Representative Results

Metformine selectief richt Pancreatic CSCs

We hebben eerst de functionele effecten van metformine behandeling op de in vitro zelfvernieuwingscapaciteit van CSCs onderzocht. Hiertoe we bol vorming assays uitgevoerd met primaire humane pancreatische kankercellen geïsoleerd van PDAC weefsel resectie tijdens chirurgie. We zagen dat metformine sterk verminderde de grootte van gevormde bolletjes (Figuur 1A). Dit was waarschijnlijk door remming van de groei van de nakomelingen van de CSC, waaraan nog steeds het grootste deel van de cellen gevonden in gebieden zij alleen zijn verrijkt CSCs. Inderdaad, hoe langer bolletjes gekweekt zonder passage van hoe uitgebreider de expansie van meer gedifferentieerde nakomelingen zullen zijn. Zo vonden we metformin het aantal feitelijk gevormde bolletjes ongeacht hun grootte aanzienlijk dalen, die zich op een dosis-afhankelijke wijze suggereert sterke remming van de zelfvernieuwingscapaciteit van CSC's (data niet getoond). We vonden dat metformine bij 3 mM significant af van het aantal bolletjes gevormd (Figuur 1B). Om strengere studie van de lange-termijn effecten van metformine op de zelfvernieuwingscapaciteit van CSCs, we vervolgens gepasseerd het gevormde primaire werelden in secundaire en tertiaire sferen. Hoewel slechts primaire bolletjes werden behandeld met metformine, werd de vorming van gebieden in de tweede en derde doorgangen sterk toenemende mate verminderd, wat impliceert metformine inderdaad onomkeerbaar elimineerde de meeste CSCs (figuur 1C). Aldus onze gegevens toonden significante behandelingseffecten metformine op zelfvernieuwingscapaciteit primaire alvleesklier CSCs en dus moedigde ons verder mechanistische en in vivo studies uitgevoerd.

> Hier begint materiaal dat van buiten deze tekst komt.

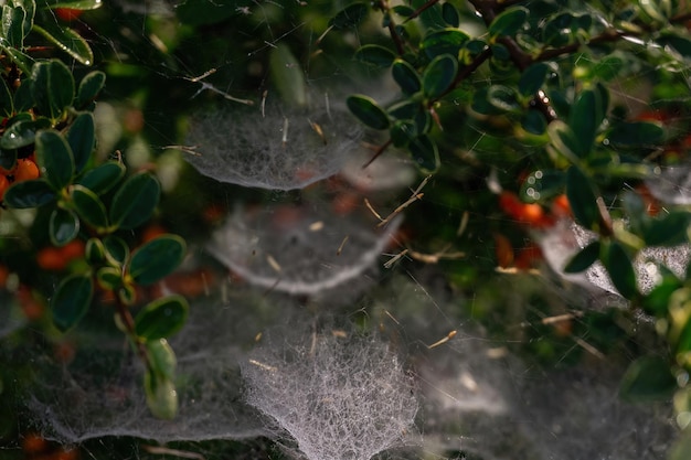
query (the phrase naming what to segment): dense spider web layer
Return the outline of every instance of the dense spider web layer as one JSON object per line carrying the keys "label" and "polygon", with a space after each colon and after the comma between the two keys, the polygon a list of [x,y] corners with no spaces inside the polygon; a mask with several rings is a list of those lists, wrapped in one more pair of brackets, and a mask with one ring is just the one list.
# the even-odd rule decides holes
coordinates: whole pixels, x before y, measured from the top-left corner
{"label": "dense spider web layer", "polygon": [[249,404],[305,457],[368,460],[408,442],[415,387],[390,345],[343,330],[283,335],[255,350],[242,374]]}
{"label": "dense spider web layer", "polygon": [[[325,298],[354,293],[390,244],[400,216],[375,231],[372,220],[307,205],[237,211],[216,231],[209,253],[254,286]],[[352,298],[352,296],[351,296]]]}
{"label": "dense spider web layer", "polygon": [[310,108],[266,100],[191,116],[187,160],[202,174],[252,188],[291,190],[336,174],[362,136],[342,109],[320,99]]}

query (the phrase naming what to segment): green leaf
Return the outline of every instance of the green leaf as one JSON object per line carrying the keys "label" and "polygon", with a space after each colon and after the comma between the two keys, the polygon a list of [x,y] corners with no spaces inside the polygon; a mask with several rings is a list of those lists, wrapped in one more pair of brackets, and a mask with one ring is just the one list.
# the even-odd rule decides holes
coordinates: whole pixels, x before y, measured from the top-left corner
{"label": "green leaf", "polygon": [[51,299],[53,324],[63,332],[72,329],[88,311],[93,295],[89,274],[64,278]]}
{"label": "green leaf", "polygon": [[79,217],[96,231],[105,231],[108,227],[106,205],[98,195],[84,185],[74,185],[71,189],[72,204]]}
{"label": "green leaf", "polygon": [[365,126],[372,129],[389,128],[386,113],[371,97],[358,94],[348,96],[346,104],[350,111]]}
{"label": "green leaf", "polygon": [[444,2],[442,6],[442,18],[451,28],[458,28],[460,25],[460,14],[456,7],[449,2]]}
{"label": "green leaf", "polygon": [[578,157],[584,157],[593,150],[597,129],[605,117],[605,113],[595,90],[583,90],[568,114],[568,126],[575,136],[576,142],[573,147]]}
{"label": "green leaf", "polygon": [[279,43],[269,53],[272,82],[281,100],[291,106],[307,106],[307,82],[302,67],[285,43]]}
{"label": "green leaf", "polygon": [[82,172],[88,160],[92,158],[96,146],[96,127],[94,116],[88,111],[83,111],[76,116],[70,130],[67,131],[67,143],[74,156],[75,171]]}
{"label": "green leaf", "polygon": [[411,140],[408,150],[413,161],[424,174],[432,174],[439,169],[439,149],[428,136],[418,136]]}
{"label": "green leaf", "polygon": [[625,121],[607,132],[610,143],[617,146],[656,146],[665,137],[662,127],[649,121]]}
{"label": "green leaf", "polygon": [[36,133],[36,163],[53,190],[59,191],[72,182],[74,156],[60,132],[46,129]]}
{"label": "green leaf", "polygon": [[351,3],[339,11],[329,21],[329,26],[336,30],[350,29],[358,25],[369,12],[365,3]]}
{"label": "green leaf", "polygon": [[113,266],[123,266],[129,258],[129,246],[119,236],[108,235],[103,238],[103,246],[105,248],[106,259]]}
{"label": "green leaf", "polygon": [[123,272],[116,267],[100,267],[96,270],[96,282],[102,289],[118,290],[123,287]]}
{"label": "green leaf", "polygon": [[88,238],[86,240],[84,258],[91,265],[100,265],[106,259],[106,247],[99,238]]}
{"label": "green leaf", "polygon": [[85,108],[88,106],[98,93],[103,89],[106,84],[106,74],[100,71],[94,71],[84,76],[82,82],[79,82],[79,87],[77,89],[77,97],[74,101],[74,106],[78,109]]}
{"label": "green leaf", "polygon": [[55,207],[49,222],[49,236],[53,246],[64,246],[79,233],[79,218],[71,210]]}
{"label": "green leaf", "polygon": [[4,191],[3,203],[15,210],[39,207],[54,201],[55,192],[43,179],[14,182]]}
{"label": "green leaf", "polygon": [[146,342],[145,346],[149,356],[149,368],[143,379],[147,405],[155,417],[171,419],[178,413],[178,393],[172,383],[176,354],[166,339]]}
{"label": "green leaf", "polygon": [[529,11],[524,7],[511,7],[497,14],[487,31],[491,36],[514,35],[525,24]]}
{"label": "green leaf", "polygon": [[599,240],[595,240],[581,249],[575,256],[568,260],[564,267],[565,274],[578,274],[587,270],[587,268],[595,264],[595,260],[599,257]]}
{"label": "green leaf", "polygon": [[106,161],[94,169],[89,169],[77,181],[78,184],[92,190],[97,195],[110,191],[125,176],[125,164],[119,161]]}
{"label": "green leaf", "polygon": [[143,376],[147,406],[151,414],[163,420],[172,420],[178,414],[178,392],[170,378],[156,375],[147,370]]}
{"label": "green leaf", "polygon": [[131,229],[151,218],[161,194],[159,182],[149,173],[140,172],[127,179],[110,204],[110,224]]}
{"label": "green leaf", "polygon": [[21,50],[24,47],[24,19],[26,11],[23,8],[2,6],[2,36],[7,43]]}
{"label": "green leaf", "polygon": [[393,51],[380,45],[364,45],[355,52],[355,60],[380,68],[391,67],[395,58]]}
{"label": "green leaf", "polygon": [[135,318],[135,333],[147,341],[168,338],[184,325],[188,302],[182,296],[156,299]]}
{"label": "green leaf", "polygon": [[538,93],[542,85],[544,85],[549,69],[550,67],[543,62],[531,64],[521,74],[518,86],[519,93],[525,97],[533,96]]}
{"label": "green leaf", "polygon": [[458,52],[468,39],[469,36],[458,29],[437,30],[423,39],[419,49],[429,60],[442,54],[458,56]]}
{"label": "green leaf", "polygon": [[423,90],[429,98],[439,97],[447,90],[458,72],[458,61],[449,54],[435,57],[423,73]]}
{"label": "green leaf", "polygon": [[0,78],[0,116],[9,118],[14,114],[12,93],[4,78]]}
{"label": "green leaf", "polygon": [[566,197],[576,221],[588,229],[599,223],[599,208],[592,181],[576,165],[566,171]]}
{"label": "green leaf", "polygon": [[492,85],[487,90],[489,104],[501,111],[515,111],[521,109],[517,99],[515,90],[509,86]]}
{"label": "green leaf", "polygon": [[670,363],[660,356],[642,356],[626,370],[619,384],[619,396],[630,403],[669,400],[677,389]]}
{"label": "green leaf", "polygon": [[[92,47],[75,30],[50,22],[44,22],[42,26],[34,24],[33,30],[43,35],[49,42],[55,44],[59,50],[66,53],[79,64],[94,64],[94,52]],[[70,101],[72,103],[72,100]]]}
{"label": "green leaf", "polygon": [[401,86],[404,94],[412,95],[422,88],[422,82],[417,71],[403,60],[395,60],[391,67],[394,82]]}
{"label": "green leaf", "polygon": [[184,239],[177,235],[161,235],[139,247],[128,265],[128,272],[141,286],[172,274],[182,263],[187,252]]}
{"label": "green leaf", "polygon": [[[33,57],[29,54],[22,53],[21,51],[8,46],[6,44],[0,44],[0,49],[2,49],[2,53],[6,56],[10,57],[14,64],[26,75],[31,74],[31,67],[34,64]],[[18,109],[19,110],[19,109]]]}
{"label": "green leaf", "polygon": [[47,118],[20,119],[13,122],[0,138],[0,148],[20,149],[35,142],[36,131],[50,128],[51,121]]}
{"label": "green leaf", "polygon": [[56,124],[74,99],[72,72],[62,61],[41,61],[31,69],[31,94],[39,114]]}
{"label": "green leaf", "polygon": [[621,296],[631,299],[638,293],[636,271],[631,258],[626,254],[620,243],[609,243],[603,257],[603,264],[609,274],[612,284]]}

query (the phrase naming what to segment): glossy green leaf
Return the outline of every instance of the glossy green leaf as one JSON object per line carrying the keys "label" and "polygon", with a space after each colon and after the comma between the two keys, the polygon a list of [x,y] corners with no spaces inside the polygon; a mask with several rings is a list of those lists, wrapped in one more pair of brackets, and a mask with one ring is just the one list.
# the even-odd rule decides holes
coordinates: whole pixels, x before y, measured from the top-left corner
{"label": "glossy green leaf", "polygon": [[648,121],[620,122],[607,132],[610,143],[617,146],[655,146],[665,137],[662,127]]}
{"label": "glossy green leaf", "polygon": [[631,299],[638,293],[634,264],[620,243],[609,243],[603,257],[603,264],[609,274],[612,284],[621,296]]}
{"label": "glossy green leaf", "polygon": [[519,79],[519,93],[525,97],[534,96],[544,85],[549,71],[550,67],[543,62],[528,66]]}
{"label": "glossy green leaf", "polygon": [[106,260],[106,247],[99,238],[88,238],[86,240],[84,258],[91,265],[100,265]]}
{"label": "glossy green leaf", "polygon": [[546,132],[548,120],[540,110],[530,108],[521,118],[521,127],[531,135],[542,136]]}
{"label": "glossy green leaf", "polygon": [[389,116],[386,113],[368,96],[348,96],[346,104],[350,111],[365,126],[372,129],[387,129]]}
{"label": "glossy green leaf", "polygon": [[132,253],[128,272],[138,285],[148,286],[170,275],[182,263],[187,252],[184,239],[161,235]]}
{"label": "glossy green leaf", "polygon": [[587,270],[599,257],[599,240],[595,240],[576,253],[564,267],[565,274],[578,274]]}
{"label": "glossy green leaf", "polygon": [[531,172],[521,185],[521,199],[527,203],[551,199],[561,194],[566,185],[566,174],[561,170]]}
{"label": "glossy green leaf", "polygon": [[94,71],[84,76],[77,88],[77,97],[74,106],[78,109],[88,106],[106,84],[106,74],[100,71]]}
{"label": "glossy green leaf", "polygon": [[574,151],[578,157],[584,157],[593,150],[597,129],[605,117],[598,94],[593,89],[583,90],[568,114],[568,126],[573,131],[576,142]]}
{"label": "glossy green leaf", "polygon": [[509,86],[490,86],[487,90],[487,100],[492,107],[501,111],[519,111],[521,109],[515,90]]}
{"label": "glossy green leaf", "polygon": [[630,403],[669,400],[677,388],[670,363],[661,356],[642,356],[626,370],[619,396]]}
{"label": "glossy green leaf", "polygon": [[444,22],[451,28],[458,28],[460,25],[460,14],[456,7],[448,1],[444,2],[442,6],[442,18],[444,18]]}
{"label": "glossy green leaf", "polygon": [[525,24],[529,10],[524,7],[511,7],[497,14],[487,31],[491,36],[514,35]]}
{"label": "glossy green leaf", "polygon": [[458,61],[449,54],[435,57],[423,73],[423,90],[429,98],[439,97],[447,90],[458,72]]}
{"label": "glossy green leaf", "polygon": [[391,67],[393,79],[401,86],[404,94],[412,95],[422,88],[422,81],[417,71],[403,60],[395,60]]}
{"label": "glossy green leaf", "polygon": [[595,228],[599,222],[597,196],[591,179],[576,165],[566,172],[566,196],[576,221],[588,229]]}
{"label": "glossy green leaf", "polygon": [[22,53],[21,51],[12,46],[8,46],[3,43],[0,44],[0,50],[2,50],[2,53],[6,56],[10,57],[10,60],[12,60],[12,62],[17,64],[17,66],[24,74],[31,74],[31,68],[35,62],[33,57],[31,57],[29,54]]}
{"label": "glossy green leaf", "polygon": [[106,259],[114,266],[121,266],[129,258],[129,246],[119,236],[108,235],[103,238]]}
{"label": "glossy green leaf", "polygon": [[458,29],[436,30],[423,39],[419,47],[429,60],[442,54],[458,56],[458,52],[468,39],[469,36]]}
{"label": "glossy green leaf", "polygon": [[39,207],[54,201],[55,192],[43,179],[14,182],[4,191],[3,203],[15,210]]}
{"label": "glossy green leaf", "polygon": [[364,45],[355,52],[355,60],[380,68],[391,67],[395,58],[393,51],[380,45]]}
{"label": "glossy green leaf", "polygon": [[110,191],[125,176],[125,164],[119,161],[106,161],[94,169],[89,169],[77,181],[78,184],[92,190],[97,195]]}
{"label": "glossy green leaf", "polygon": [[74,77],[59,60],[41,61],[31,69],[31,94],[39,114],[57,122],[74,99]]}
{"label": "glossy green leaf", "polygon": [[94,64],[92,47],[74,29],[61,26],[59,23],[44,22],[41,25],[34,24],[33,30],[79,64]]}
{"label": "glossy green leaf", "polygon": [[439,169],[439,149],[434,140],[428,136],[418,136],[411,140],[408,150],[413,156],[413,161],[424,174],[432,174]]}
{"label": "glossy green leaf", "polygon": [[295,107],[307,106],[307,81],[302,66],[285,42],[278,43],[269,53],[272,83],[281,100]]}
{"label": "glossy green leaf", "polygon": [[88,311],[93,296],[94,285],[89,274],[64,278],[51,299],[53,324],[63,332],[72,329]]}
{"label": "glossy green leaf", "polygon": [[24,47],[24,19],[26,11],[23,8],[2,6],[2,38],[7,43],[21,50]]}
{"label": "glossy green leaf", "polygon": [[351,3],[331,18],[329,26],[336,30],[354,28],[368,15],[368,12],[366,3]]}
{"label": "glossy green leaf", "polygon": [[36,133],[36,163],[53,190],[61,190],[74,175],[74,156],[65,138],[53,129]]}
{"label": "glossy green leaf", "polygon": [[103,6],[103,0],[50,0],[51,8],[72,8],[73,10],[95,10]]}
{"label": "glossy green leaf", "polygon": [[79,218],[72,210],[55,207],[49,222],[49,236],[53,246],[64,246],[79,233]]}
{"label": "glossy green leaf", "polygon": [[94,116],[88,111],[77,115],[67,131],[67,143],[74,156],[75,171],[82,172],[88,160],[92,158],[96,146],[96,127]]}
{"label": "glossy green leaf", "polygon": [[108,226],[106,205],[96,193],[84,185],[74,185],[71,197],[77,214],[88,226],[97,231],[104,231]]}
{"label": "glossy green leaf", "polygon": [[14,100],[4,78],[0,78],[0,117],[11,117],[14,114]]}
{"label": "glossy green leaf", "polygon": [[151,218],[161,194],[158,180],[147,172],[127,179],[110,204],[110,224],[131,229]]}
{"label": "glossy green leaf", "polygon": [[123,287],[123,272],[116,267],[100,267],[96,270],[96,282],[102,289],[118,290]]}
{"label": "glossy green leaf", "polygon": [[51,126],[46,118],[21,119],[13,122],[0,138],[0,148],[2,149],[20,149],[31,146],[35,142],[36,131]]}
{"label": "glossy green leaf", "polygon": [[0,148],[0,168],[10,171],[17,164],[17,150]]}
{"label": "glossy green leaf", "polygon": [[171,420],[178,414],[178,392],[176,385],[168,377],[156,375],[147,370],[143,376],[143,389],[147,406],[155,417]]}
{"label": "glossy green leaf", "polygon": [[168,338],[182,329],[188,310],[188,301],[182,296],[156,299],[135,318],[135,333],[147,341]]}

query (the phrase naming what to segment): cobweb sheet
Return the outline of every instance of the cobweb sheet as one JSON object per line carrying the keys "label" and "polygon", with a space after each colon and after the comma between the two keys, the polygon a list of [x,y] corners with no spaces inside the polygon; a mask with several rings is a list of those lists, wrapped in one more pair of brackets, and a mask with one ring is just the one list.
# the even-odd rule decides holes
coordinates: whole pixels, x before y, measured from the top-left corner
{"label": "cobweb sheet", "polygon": [[238,210],[208,250],[253,286],[306,296],[340,287],[355,292],[400,223],[397,216],[378,232],[357,214],[341,217],[309,206]]}

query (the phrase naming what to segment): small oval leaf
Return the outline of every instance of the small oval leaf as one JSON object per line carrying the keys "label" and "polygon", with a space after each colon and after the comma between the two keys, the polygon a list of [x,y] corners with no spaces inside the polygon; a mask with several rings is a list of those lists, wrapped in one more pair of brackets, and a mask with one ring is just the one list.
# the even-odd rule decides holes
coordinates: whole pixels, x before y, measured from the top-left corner
{"label": "small oval leaf", "polygon": [[184,239],[177,235],[161,235],[132,253],[128,272],[135,282],[147,286],[170,275],[184,258]]}
{"label": "small oval leaf", "polygon": [[51,299],[53,323],[65,332],[72,329],[88,311],[94,295],[89,274],[64,278]]}
{"label": "small oval leaf", "polygon": [[364,125],[372,129],[387,129],[389,117],[386,113],[368,96],[352,95],[346,99],[350,111]]}
{"label": "small oval leaf", "polygon": [[168,338],[182,329],[188,310],[188,302],[182,296],[153,300],[135,318],[135,333],[147,341]]}

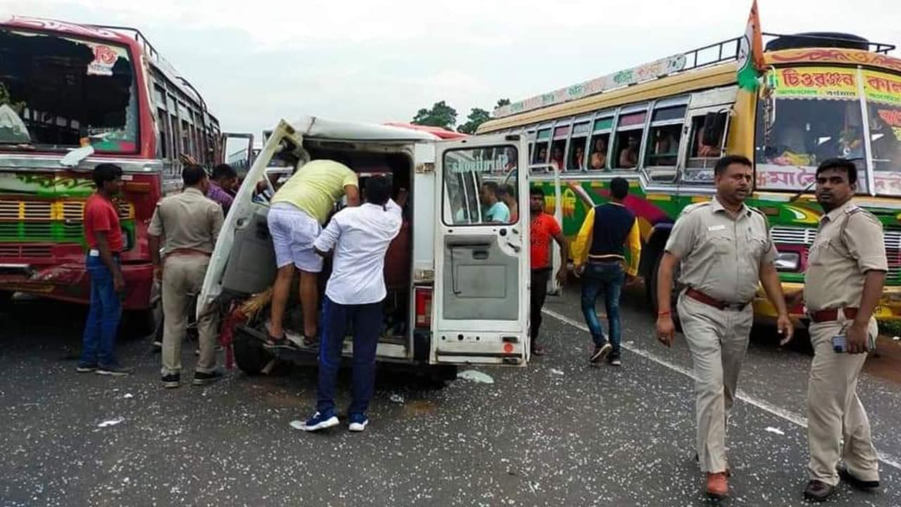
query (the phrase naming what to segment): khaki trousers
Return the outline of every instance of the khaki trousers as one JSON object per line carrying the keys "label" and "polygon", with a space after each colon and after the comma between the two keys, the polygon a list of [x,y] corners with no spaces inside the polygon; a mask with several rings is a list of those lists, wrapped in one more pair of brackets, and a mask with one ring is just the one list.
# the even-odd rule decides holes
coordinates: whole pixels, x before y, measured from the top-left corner
{"label": "khaki trousers", "polygon": [[[807,443],[810,478],[831,485],[839,484],[835,466],[844,458],[848,471],[862,481],[879,480],[879,462],[869,434],[869,419],[857,397],[857,378],[866,354],[838,354],[833,336],[850,326],[840,320],[811,324],[814,361],[807,379]],[[870,319],[869,332],[878,332]],[[844,448],[842,448],[842,439]]]}
{"label": "khaki trousers", "polygon": [[702,472],[724,472],[726,423],[754,310],[751,305],[742,311],[721,310],[685,294],[678,308],[694,364],[698,462]]}
{"label": "khaki trousers", "polygon": [[[181,372],[181,343],[187,329],[191,294],[200,292],[209,257],[170,255],[163,266],[163,376]],[[197,320],[200,358],[196,371],[209,373],[216,369],[216,318],[209,312]]]}

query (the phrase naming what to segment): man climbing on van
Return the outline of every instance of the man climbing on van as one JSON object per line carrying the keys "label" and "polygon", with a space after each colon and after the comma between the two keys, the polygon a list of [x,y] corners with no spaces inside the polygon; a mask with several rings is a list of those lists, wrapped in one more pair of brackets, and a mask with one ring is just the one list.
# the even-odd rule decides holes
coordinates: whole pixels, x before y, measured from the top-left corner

Metformine remt mitochondriale zuurstof consumptie en Induceert ROS productie

Sinds metformin bleek te fungeren als een mitochondriaal gif door gedeeltelijke remming van complex I activiteit we vervolgens de acute effecten van metformine op de cellulaire zuurstofverbruik in bol afgeleide cellen onderzocht. Hiervoor hebben we gekozen cellen afkomstig van twee representatieve PDAC primaire tumoren en mat het zuurstofverbruik in de tijd na achtereenvolgende injectie van 3 mM metformine (drie injecties) en 1 uM rotenon (één injectie). Zoals getoond in figuur 2A, metformine injectie induceerde een snelle en dosisafhankelijke afname in zuurstofverbruik, die aanzienlijk tussen de verschillende tumoren varieerde. We berekenden de residuele mitochondriale activiteit na behandeling met metformine door injectie rotenon, een krachtige remmer complex I, dat in staat is volledig remmen mitochondriale zuurstofverbruik. Gevoeligheid voor metformine qua mitochondriale zuurstofverbruik gecorreleerd met het vermogen om ROS productie gedefinieerd als een verplaatsing van het gemiddelde van het p inducerenning na behandeling met metformine (Figuur 2B, linker paneel), die gemakkelijk te kwantificeren (figuur 2B, rechter paneel). Zoals verwacht, de primaire cellen die het meest gevoelig voor remming van zuurstofconsumptie waren toonde ook de sterkste toename van ROS productie na behandeling met metformine. Aldus zijn deze metabolische in vitro experimenten demonstreren dat metformine targets CSCs door remming van hun afhankelijkheid van de mitochondriale functie, resulterend in een latere toename van mitochondriale ROS productie en eventueel inductie van apoptose.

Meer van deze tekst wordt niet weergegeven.